Estoy hasta las narices, absolutamente hasta las narices, de leer publicaciones de copia/pega de chatgpt, pensamientos que no son pensamientos, sino simples productos manufacturados por una IA que finge tener algo que decir. Y cuando digo “hasta las narices” no me refiero a un fastidio pasajero, no me refiero a un pequeño gesto de molestia o a la típica exclamación que uno suelta tras ver dos o tres textos sospechosamente similares, sino a un hartazgo profundo, reiterado, constante, que se ha ido acumulando con cada nuevo scroll en redes, con cada nueva visita a un blog, con cada lectura fallida de algo que debería inspirar, provocar o, al menos, entretener, pero que termina siendo el equivalente textual de comer cartón prensado.
Y no es que yo tenga algo contra la tecnología en sí. No soy un ludita que pretenda vivir en una cueva, tallando piedras mientras el resto del mundo avanza. He usado la tecnología, la uso cada día y no tengo problema en reconocer su utilidad. Pero una cosa es usar herramientas para potenciar la voz humana y otra, muy distinta, es sustituirla por completo, anularla, borrar toda huella de individualidad y reemplazarla con el ruido estadístico de una máquina que jamás ha vivido, que jamás ha sentido, que jamás ha cometido un error genuino. Porque los errores genuinos son parte de lo que hace que un texto sea humano, son las torpezas, las repeticiones innecesarias, las muletillas personales, los desvíos absurdos de tema los que revelan que alguien estuvo ahí, escribiendo con sus propias manos, pensando con su propia cabeza, dudando con su propia mente. Y en cambio, ¿qué nos ofrecen los posts de IA? Nos ofrecen uniformidad, una voz tan perfectamente calibrada que termina siendo insoportable, una voz que suena a todo y a nada a la vez, una voz que no pertenece a nadie.

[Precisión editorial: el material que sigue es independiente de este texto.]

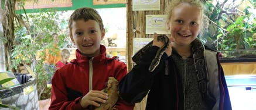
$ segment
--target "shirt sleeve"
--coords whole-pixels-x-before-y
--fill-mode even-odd
[[[121,79],[127,74],[127,66],[124,62],[120,62],[119,65],[116,66],[116,69],[114,77],[117,80],[120,81]],[[122,99],[120,98],[114,106],[114,109],[133,110],[134,104],[129,104]]]
[[[68,101],[65,82],[62,77],[59,70],[53,75],[52,80],[52,101],[49,109],[85,109],[80,104],[81,97],[73,101]]]
[[[159,72],[161,67],[163,66],[164,62],[161,61],[153,72],[151,73],[148,70],[159,48],[156,46],[151,47],[142,56],[140,63],[135,65],[131,71],[120,81],[120,95],[125,101],[132,104],[139,102],[148,94],[153,83],[154,74]],[[161,60],[167,58],[168,55],[165,52]]]

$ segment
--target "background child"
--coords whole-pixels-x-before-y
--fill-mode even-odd
[[[68,49],[63,49],[62,50],[60,56],[62,56],[62,59],[56,63],[55,67],[56,70],[69,63],[67,60],[69,60],[69,58],[70,56],[70,52]]]
[[[127,68],[115,57],[105,57],[106,48],[100,44],[105,30],[95,9],[76,10],[69,27],[70,37],[77,47],[76,59],[55,72],[49,109],[92,109],[91,107],[99,107],[108,99],[108,94],[101,90],[107,87],[108,77],[120,80],[127,73]],[[127,105],[122,100],[114,107],[114,109],[134,108],[134,105]]]
[[[231,109],[220,53],[197,38],[206,28],[203,4],[173,0],[168,6],[171,42],[150,73],[151,61],[163,45],[154,34],[153,47],[120,81],[121,97],[135,103],[148,93],[146,109]]]

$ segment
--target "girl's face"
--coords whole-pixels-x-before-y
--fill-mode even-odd
[[[197,37],[202,19],[201,10],[187,3],[181,3],[173,9],[168,26],[176,45],[189,45]]]
[[[67,60],[69,60],[70,55],[64,55],[62,57],[62,62],[63,63],[66,63],[67,62]]]
[[[105,36],[95,20],[83,19],[73,21],[71,25],[71,40],[84,55],[93,57],[100,54],[100,41]]]

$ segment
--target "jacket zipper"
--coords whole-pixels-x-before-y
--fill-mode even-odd
[[[93,90],[93,57],[89,60],[89,91]]]

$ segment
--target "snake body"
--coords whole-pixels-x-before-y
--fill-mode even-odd
[[[160,59],[162,58],[163,53],[166,48],[168,47],[169,41],[169,38],[165,35],[161,35],[158,36],[158,41],[162,41],[164,43],[164,45],[158,49],[156,52],[156,55],[151,62],[149,65],[149,70],[150,72],[152,72],[155,68],[158,66],[160,62]],[[151,47],[152,47],[153,41],[146,44],[144,47],[139,49],[134,55],[132,56],[132,59],[135,63],[138,64],[141,62],[141,58],[145,54]]]

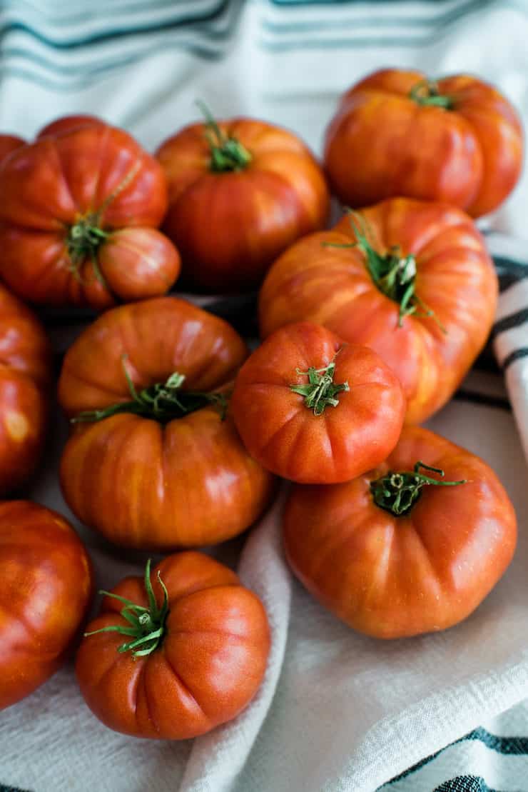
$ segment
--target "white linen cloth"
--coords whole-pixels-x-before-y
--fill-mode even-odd
[[[528,123],[528,10],[520,0],[93,0],[89,7],[71,0],[67,8],[34,0],[6,3],[0,13],[6,32],[0,129],[26,137],[62,114],[91,112],[154,148],[196,117],[193,102],[201,97],[220,116],[245,113],[288,126],[321,152],[338,94],[393,64],[481,75]],[[528,237],[527,207],[525,177],[490,227]],[[526,265],[523,243],[489,239],[494,254]],[[528,305],[518,299],[526,283],[503,292],[500,319]],[[526,322],[499,333],[499,359],[527,346],[527,336]],[[247,540],[215,550],[261,596],[272,626],[266,678],[249,707],[192,742],[135,740],[90,714],[69,664],[0,713],[0,782],[32,792],[373,792],[483,725],[482,733],[496,740],[528,737],[526,361],[519,356],[507,369],[517,427],[501,406],[502,378],[479,371],[465,383],[465,397],[428,424],[492,466],[519,520],[511,566],[469,619],[390,642],[354,633],[290,575],[277,504]],[[482,403],[465,400],[468,391]],[[72,519],[89,547],[97,586],[108,588],[123,574],[140,573],[144,557],[123,555],[73,519],[56,474],[64,422],[58,419],[56,428],[48,449],[55,463],[44,466],[31,495]],[[455,776],[488,786],[466,780],[446,790],[528,792],[528,749],[501,752],[475,737],[386,789],[431,792]]]

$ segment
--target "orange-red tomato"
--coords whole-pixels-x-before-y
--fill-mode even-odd
[[[287,250],[260,291],[260,329],[265,337],[310,320],[371,347],[403,386],[407,422],[421,423],[451,397],[483,348],[497,291],[484,241],[467,215],[394,198]]]
[[[492,86],[465,74],[434,82],[420,71],[382,69],[341,98],[325,162],[349,206],[407,196],[479,217],[515,186],[522,149],[520,120]]]
[[[51,355],[44,328],[0,286],[0,493],[24,483],[46,434]]]
[[[159,550],[251,525],[273,478],[222,417],[218,393],[246,355],[226,322],[172,297],[112,309],[85,330],[59,383],[70,417],[102,412],[76,425],[63,455],[74,514],[116,544]]]
[[[156,230],[167,206],[161,168],[122,130],[74,119],[4,162],[0,276],[51,305],[104,309],[164,294],[180,257]]]
[[[203,734],[232,720],[258,690],[270,646],[266,611],[234,572],[201,553],[170,555],[147,580],[150,596],[140,577],[112,589],[130,600],[127,619],[122,600],[103,600],[87,634],[131,625],[135,633],[87,634],[77,656],[81,691],[116,731],[163,740]],[[142,615],[144,626],[137,619]],[[148,638],[160,628],[161,636]],[[135,650],[147,654],[135,657],[134,647],[119,651],[136,636]]]
[[[503,575],[517,535],[491,468],[419,427],[404,429],[386,463],[363,476],[296,485],[283,527],[287,557],[308,590],[351,627],[382,638],[465,619]]]
[[[190,287],[255,288],[279,253],[326,221],[322,171],[284,129],[211,119],[169,138],[157,156],[169,182],[163,230],[181,253]]]
[[[0,710],[45,682],[64,661],[92,593],[89,559],[56,512],[0,504]]]
[[[232,398],[237,428],[264,467],[294,482],[348,481],[397,443],[405,400],[371,349],[320,325],[287,325],[245,361]]]

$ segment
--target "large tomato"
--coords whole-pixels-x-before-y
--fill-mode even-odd
[[[383,69],[343,96],[325,162],[349,206],[407,196],[478,217],[515,187],[522,148],[517,113],[485,82],[467,75],[434,82],[420,71]]]
[[[51,355],[31,310],[0,286],[0,493],[33,472],[44,447]]]
[[[254,119],[209,119],[158,151],[169,181],[163,230],[189,287],[256,287],[295,239],[322,228],[329,194],[321,168],[291,132]]]
[[[162,169],[122,130],[78,123],[55,122],[59,134],[4,162],[0,276],[25,299],[51,305],[103,309],[164,294],[180,260],[157,230],[167,206]]]
[[[513,506],[477,456],[419,427],[386,463],[346,484],[296,485],[288,561],[329,610],[395,638],[444,630],[489,593],[515,549]]]
[[[235,380],[233,417],[254,459],[285,478],[344,482],[397,443],[405,401],[371,349],[321,325],[287,325],[267,338]]]
[[[65,660],[86,614],[86,551],[56,512],[0,504],[0,710],[28,695]]]
[[[450,398],[484,346],[497,290],[467,215],[391,199],[287,250],[262,287],[260,328],[267,336],[308,319],[371,347],[403,386],[407,421],[420,423]]]
[[[104,314],[68,351],[59,401],[78,417],[61,463],[64,497],[116,544],[221,542],[272,494],[221,392],[247,355],[240,337],[177,298]],[[211,392],[212,391],[212,392]]]
[[[76,671],[89,708],[118,732],[162,740],[196,737],[238,714],[260,685],[270,645],[258,597],[227,567],[188,551],[151,573],[149,563],[144,581],[122,581],[85,634]]]

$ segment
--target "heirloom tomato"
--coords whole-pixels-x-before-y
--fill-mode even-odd
[[[202,553],[150,566],[144,581],[127,577],[102,592],[77,678],[110,729],[184,740],[232,720],[253,699],[269,653],[268,619],[237,575]]]
[[[245,361],[232,409],[246,448],[264,467],[294,482],[331,484],[386,459],[405,400],[376,352],[299,322],[276,330]]]
[[[0,710],[16,703],[65,660],[92,593],[82,543],[56,512],[0,503]]]
[[[44,328],[0,286],[0,493],[24,483],[46,434],[51,354]]]
[[[484,345],[497,291],[467,215],[393,198],[283,253],[262,286],[260,329],[265,337],[310,320],[371,347],[403,386],[407,422],[421,423],[452,396]]]
[[[386,462],[363,476],[296,485],[283,527],[306,588],[351,627],[382,638],[465,619],[510,563],[517,532],[491,468],[419,427],[406,427]]]
[[[351,207],[393,196],[445,201],[473,217],[496,209],[522,165],[522,128],[492,86],[383,69],[343,96],[326,133],[332,189]]]
[[[291,132],[254,119],[207,118],[158,151],[169,182],[163,230],[190,287],[248,291],[288,245],[324,227],[328,189]]]
[[[52,128],[63,131],[4,162],[0,276],[49,305],[104,309],[164,294],[180,258],[157,230],[167,205],[163,171],[126,132],[98,120],[78,127],[77,118],[59,120]]]
[[[127,547],[207,545],[247,528],[273,478],[245,451],[226,388],[246,357],[223,320],[184,300],[112,309],[66,355],[74,431],[61,482],[74,514]]]

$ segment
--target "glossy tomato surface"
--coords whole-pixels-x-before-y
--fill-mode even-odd
[[[0,504],[0,710],[45,682],[63,662],[89,604],[86,551],[55,512]]]
[[[232,408],[246,448],[265,468],[294,482],[331,484],[386,459],[405,400],[371,349],[300,322],[276,330],[246,360]]]
[[[59,397],[70,417],[130,402],[177,372],[182,390],[229,384],[247,356],[223,320],[177,298],[112,309],[68,351]],[[61,482],[73,512],[112,542],[164,550],[220,542],[267,505],[272,477],[244,448],[229,413],[214,403],[158,421],[123,413],[77,424]]]
[[[383,69],[341,98],[325,162],[349,206],[407,196],[479,217],[511,192],[522,155],[520,119],[492,86],[466,74],[432,83],[420,71]]]
[[[188,287],[256,288],[273,260],[299,237],[322,228],[329,193],[322,171],[291,132],[254,119],[220,122],[249,162],[215,171],[211,130],[195,124],[158,150],[169,183],[163,230],[183,259]]]
[[[386,258],[396,251],[413,266],[414,313],[401,317],[401,303],[382,291],[368,257],[351,246],[362,227],[374,252]],[[260,291],[260,331],[265,337],[309,320],[370,347],[401,383],[407,422],[421,423],[452,396],[484,347],[497,291],[484,238],[467,215],[394,198],[289,248]]]
[[[370,483],[412,471],[426,485],[408,513],[395,516],[374,500]],[[482,459],[419,427],[404,429],[382,465],[345,484],[296,485],[283,516],[288,561],[329,610],[359,632],[394,638],[444,630],[465,619],[510,563],[516,542],[513,506]]]
[[[51,354],[32,311],[0,286],[0,493],[24,483],[44,448]]]
[[[201,553],[165,558],[150,580],[161,606],[159,572],[169,615],[160,645],[146,657],[120,653],[126,637],[89,635],[77,656],[81,691],[92,711],[125,734],[183,740],[230,721],[262,681],[270,646],[264,607],[234,572]],[[140,577],[122,581],[112,593],[145,607]],[[123,603],[106,596],[87,632],[130,626]]]
[[[0,276],[47,305],[104,309],[163,294],[180,268],[177,251],[155,230],[167,206],[163,171],[122,130],[79,123],[60,120],[56,134],[5,161]]]

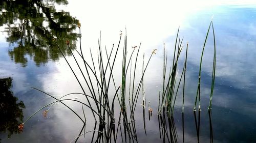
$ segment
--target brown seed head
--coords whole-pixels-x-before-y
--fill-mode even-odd
[[[68,46],[69,45],[69,40],[66,41],[66,43]]]
[[[48,112],[48,110],[45,110],[42,113],[44,115],[44,118],[47,118],[47,112]]]

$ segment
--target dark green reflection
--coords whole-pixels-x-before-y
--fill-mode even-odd
[[[11,77],[0,79],[0,132],[8,132],[8,137],[19,132],[18,125],[23,122],[22,110],[25,107],[10,91],[12,82]]]
[[[0,1],[0,26],[4,26],[8,33],[7,41],[16,44],[9,51],[15,63],[26,66],[29,57],[37,66],[49,60],[57,60],[60,54],[54,38],[65,54],[71,54],[66,48],[66,40],[75,48],[78,35],[73,31],[78,20],[69,12],[57,12],[55,3],[68,4],[67,0]]]

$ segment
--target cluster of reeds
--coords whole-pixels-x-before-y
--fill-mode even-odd
[[[198,137],[199,136],[200,128],[200,81],[201,81],[201,71],[202,68],[202,63],[204,48],[206,45],[206,41],[208,36],[210,27],[212,27],[214,40],[214,55],[212,65],[212,81],[211,87],[211,93],[210,94],[210,102],[208,106],[209,117],[211,116],[211,108],[213,91],[214,88],[215,69],[216,69],[216,44],[214,30],[212,21],[210,22],[206,38],[204,41],[203,50],[201,56],[201,61],[199,73],[199,81],[197,88],[196,101],[194,107],[195,121],[197,127],[197,132]],[[148,66],[148,63],[154,54],[156,53],[157,49],[154,49],[150,54],[148,59],[144,63],[144,54],[143,54],[142,62],[142,72],[137,72],[138,63],[141,62],[139,60],[139,54],[141,44],[138,46],[135,46],[130,49],[127,46],[127,36],[124,36],[123,38],[123,45],[122,48],[122,60],[121,67],[121,79],[120,85],[116,83],[117,79],[113,74],[113,69],[116,68],[115,64],[118,56],[118,53],[120,50],[121,46],[121,41],[123,34],[122,32],[120,34],[118,43],[117,46],[115,44],[113,45],[110,52],[108,52],[108,50],[105,47],[103,48],[101,43],[101,36],[98,40],[98,54],[97,59],[94,58],[91,49],[90,50],[90,57],[84,56],[83,51],[81,46],[81,33],[80,25],[78,24],[79,28],[79,41],[80,51],[76,50],[76,54],[79,55],[77,57],[73,53],[73,51],[70,47],[70,42],[67,41],[66,44],[67,48],[71,53],[74,61],[76,62],[76,66],[79,69],[79,72],[82,76],[82,78],[78,78],[78,73],[74,70],[74,67],[70,64],[64,54],[62,53],[61,48],[56,43],[58,49],[61,52],[67,63],[68,64],[70,69],[76,79],[82,93],[72,93],[61,96],[58,99],[54,96],[34,88],[35,89],[41,92],[55,100],[54,102],[46,105],[32,115],[31,115],[22,124],[22,129],[23,129],[24,123],[31,117],[34,116],[36,113],[42,110],[45,107],[50,107],[46,110],[44,111],[44,116],[47,116],[47,113],[52,106],[57,102],[60,102],[71,110],[81,121],[82,127],[77,136],[71,142],[76,142],[79,138],[82,135],[89,132],[93,132],[92,137],[91,139],[92,142],[120,142],[117,140],[118,136],[121,137],[122,141],[123,142],[137,142],[137,133],[135,126],[135,118],[134,113],[136,105],[137,105],[138,99],[140,94],[142,95],[142,108],[143,113],[143,123],[145,129],[145,133],[146,134],[145,121],[145,109],[146,106],[146,100],[144,94],[144,89],[143,84],[143,77]],[[183,48],[183,39],[179,37],[179,28],[178,30],[176,42],[174,47],[173,59],[171,63],[169,69],[167,60],[167,52],[165,49],[164,44],[163,48],[163,88],[162,91],[159,91],[159,97],[158,103],[158,121],[159,126],[160,137],[163,138],[164,142],[165,141],[169,142],[177,142],[177,133],[176,130],[175,121],[174,118],[174,108],[177,96],[179,94],[180,85],[183,79],[183,95],[182,95],[182,127],[184,137],[184,97],[185,97],[185,75],[187,64],[187,58],[188,54],[188,43],[186,44],[185,58],[181,74],[179,74],[178,63],[180,60],[180,55],[182,50]],[[130,51],[130,49],[132,51]],[[104,52],[102,51],[104,50]],[[129,54],[128,54],[129,53]],[[82,60],[82,63],[78,62],[79,60]],[[133,62],[133,60],[134,62]],[[90,62],[89,62],[90,61]],[[85,70],[82,70],[85,69]],[[138,78],[138,77],[139,77]],[[183,77],[183,78],[182,78]],[[82,83],[85,82],[84,85]],[[128,85],[129,84],[129,85]],[[114,94],[111,93],[110,89],[114,89]],[[87,92],[89,91],[89,92]],[[142,91],[142,92],[141,92]],[[73,99],[63,99],[64,97],[72,95],[80,94],[83,95],[86,98],[87,101],[80,101],[79,100],[74,100]],[[197,100],[199,100],[199,121],[196,119],[196,106]],[[69,101],[75,102],[82,105],[83,116],[79,115],[71,107],[65,103],[66,101]],[[119,104],[118,107],[114,107],[115,103]],[[86,131],[85,127],[86,124],[86,118],[84,113],[84,107],[86,107],[89,110],[91,111],[91,113],[95,121],[95,125],[93,130]],[[114,108],[115,107],[115,108]],[[115,115],[116,111],[119,112],[118,116]],[[148,102],[148,118],[152,115],[152,109],[150,107],[150,102]],[[96,126],[97,123],[99,122],[98,126]],[[98,128],[96,129],[96,127]],[[211,125],[211,128],[212,129]],[[212,132],[211,132],[212,133]],[[211,134],[211,136],[212,134]],[[94,137],[96,136],[95,137]],[[199,140],[199,139],[198,139]]]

El problema no es que existan estos sistemas, sino la manera en que se han infiltrado en todo, convirtiéndose en la norma en lugar de la excepción. Antes, cuando uno encontraba un texto redundante, podía pensar que el autor era simplemente malo redactando. Ahora, cuando uno encuentra un texto redundante pero “perfectamente malo”, sospecha que hay una IA detrás. Porque el mal humano es irregular, tiene grietas, se nota. El mal maquinal es constante, repetitivo, uniforme, tediosamente idéntico en cada línea. Es un mal estandarizado que se disfraza de corrección. Y ahí está el meollo: no estamos llenando internet de voces, lo estamos llenando de clones. Clones que se repiten hasta el infinito con leves variaciones, como esas tiendas de franquicia que prometen experiencias diferentes pero siempre huelen igual, suenan igual, venden lo mismo.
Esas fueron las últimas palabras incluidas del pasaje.